Recently at the AMP Lab, we’ve been focused on building application frameworks on top of the BDAS stack. Projects like GraphX, MLlib/MLI, Shark, and BlinkDB have leveraged the lower layers of the stack to provide interactive analytics at unprecedented scale across a variety of application domains. One of the projects that we have focused on over the last several months we have been calling “ML Pipelines”, an extension of our earlier work on MLlib and is a component of MLbase.
In real-world applications – both academic and industrial – use of a machine learning algorithm is only one component of a predictive analytic workflow. Pre-processing steps and considerations about production deployment must also be taken into account. For example, in text classification, preprocessing steps like n-gram extraction, and TF-IDF feature weighting are often necessary before training of a classification model like an SVM. When it comes time to deploy the model, your system must not only know the SVM weights to apply to input features, but also how to get your raw data into the same format that the model is trained on.
The simple example above is typical of a task like text categorization, but let’s take a look at a typical pipeline for image classification:
This more complicated pipeline, inspired by this paper, is representative of what is done commonly done in practice. More examples can be found in this paper. The pipeline consists of several components. First, relevant features are identified after whitening via K-means. Next, featurization of the input images happens via convolution, rectification, and summarization via pooling. Then, the data is in a format ready to be used by a machine learning algorithm – in this case a simple (but extremely fast) linear solver.
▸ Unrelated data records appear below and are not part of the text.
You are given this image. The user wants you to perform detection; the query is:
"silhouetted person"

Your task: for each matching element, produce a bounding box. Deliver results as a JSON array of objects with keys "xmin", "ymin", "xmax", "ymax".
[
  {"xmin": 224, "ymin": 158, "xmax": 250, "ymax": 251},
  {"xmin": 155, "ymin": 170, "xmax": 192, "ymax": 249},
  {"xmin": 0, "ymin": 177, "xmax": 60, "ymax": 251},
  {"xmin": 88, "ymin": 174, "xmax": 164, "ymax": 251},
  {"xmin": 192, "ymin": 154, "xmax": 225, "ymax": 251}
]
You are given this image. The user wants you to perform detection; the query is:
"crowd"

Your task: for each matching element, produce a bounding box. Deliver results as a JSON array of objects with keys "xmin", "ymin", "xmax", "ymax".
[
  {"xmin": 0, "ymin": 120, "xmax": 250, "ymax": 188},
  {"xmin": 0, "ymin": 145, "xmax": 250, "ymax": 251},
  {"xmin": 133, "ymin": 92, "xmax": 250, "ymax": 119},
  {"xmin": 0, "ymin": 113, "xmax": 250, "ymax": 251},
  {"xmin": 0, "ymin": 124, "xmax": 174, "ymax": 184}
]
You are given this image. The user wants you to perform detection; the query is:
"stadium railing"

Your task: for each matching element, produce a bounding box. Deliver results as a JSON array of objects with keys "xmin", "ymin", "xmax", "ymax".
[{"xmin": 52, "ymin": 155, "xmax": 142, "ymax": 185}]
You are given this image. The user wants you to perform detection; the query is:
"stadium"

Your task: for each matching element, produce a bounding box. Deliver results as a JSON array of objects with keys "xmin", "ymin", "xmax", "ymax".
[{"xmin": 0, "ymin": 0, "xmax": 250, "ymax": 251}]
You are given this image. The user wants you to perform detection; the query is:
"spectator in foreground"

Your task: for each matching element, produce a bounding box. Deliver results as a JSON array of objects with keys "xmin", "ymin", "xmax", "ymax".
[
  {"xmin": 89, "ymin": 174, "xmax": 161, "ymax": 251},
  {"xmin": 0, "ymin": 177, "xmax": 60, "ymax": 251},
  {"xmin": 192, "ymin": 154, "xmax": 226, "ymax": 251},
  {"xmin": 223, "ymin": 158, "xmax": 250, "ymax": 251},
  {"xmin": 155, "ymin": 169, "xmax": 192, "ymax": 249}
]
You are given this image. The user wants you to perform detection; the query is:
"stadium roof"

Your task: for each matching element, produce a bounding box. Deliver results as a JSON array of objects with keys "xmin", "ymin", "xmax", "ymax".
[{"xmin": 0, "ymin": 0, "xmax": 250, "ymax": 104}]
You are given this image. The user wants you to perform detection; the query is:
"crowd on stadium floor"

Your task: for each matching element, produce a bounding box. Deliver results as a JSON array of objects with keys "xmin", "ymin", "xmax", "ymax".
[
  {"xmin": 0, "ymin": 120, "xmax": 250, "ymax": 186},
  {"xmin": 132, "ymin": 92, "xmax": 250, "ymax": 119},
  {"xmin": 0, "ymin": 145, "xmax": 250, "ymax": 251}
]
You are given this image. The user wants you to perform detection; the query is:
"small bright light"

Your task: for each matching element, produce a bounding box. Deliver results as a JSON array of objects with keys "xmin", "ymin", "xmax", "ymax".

Finally, we can apply the model to held-out data to evaluate its effectiveness.
This example pipeline consists of operations that are predominantly data-parallel, which implies that running at the scale of terabytes of input images is something that can be achieved easily with Spark. Our system provides fast distributed implementations of these components, provides a APIs for parameterizing and arranging them, and executes them efficiently over a cluster of machines using Spark.
It worth noting that the schematic we’ve shown above starts to look a lot like a query plan in a database system. We plan to explore using techniques from the database systems literature to automate assembly and optimization of these plans by the system, but this is future work.
The ML Pipelines project leverages Apache Spark and MLlib and provides a few key features to make the construction of large scale learning pipelines something that is within reach of academics, data scientists, and developers who are not experts in distributed systems or the implementation of machine learning algorithms. These features are:
- Pipeline Construction Framework – A DSL for the construction of pipelines that includes concepts of “Nodes” and “Pipelines”, where Nodes are data transformation steps and pipelines are a DAG of these nodes. Pipelines become objects that can be saved out and applied in real-time to new data.
- Examples Nodes – We have implemented a number of example nodes that include domain specific feature transformers (like Daisy and Hog features in image processing) general purpose transformers (like the FFT and Convolutions), as well as statistical utilities and nodes which call into machine learning algorithms provided by MLlib. While we haven’t implemented it, we point out that one “node” could be a so called deep neural network – one possible step in a production workload for predictive analytics
- Distributed Matrixes – A fast distributed linear algebra library, with several linear solvers that provide both approximate and exact solutions to large systems of linear equations. Algorithms like block coordinate descent and TSQR and knowledge of the full processing pipeline allow us to apply optimizations like late-materialization of features to scale to feature spaces that can be arbitrarily large.
- End-to-end Pipelines – We have created a number of examples that demonstrate the system working end-to-end from raw image, text, and (soon) speech data, which reproduce state-of-the art research results.
This work is part of our ongoing research efforts to simplify access to machine learning and predictive analytics at scale. Watch this space for information about an open-source preview of the software.
This concept of treating complex machine learning workflows a composition of dataflow operators is something that is coming up in a number of systems. Both scikit-learn and GraphLab have the concept of pipelines built into their system. Meanwhile, at the lab we’re working closely with the Spark community to integrate these features into a future release.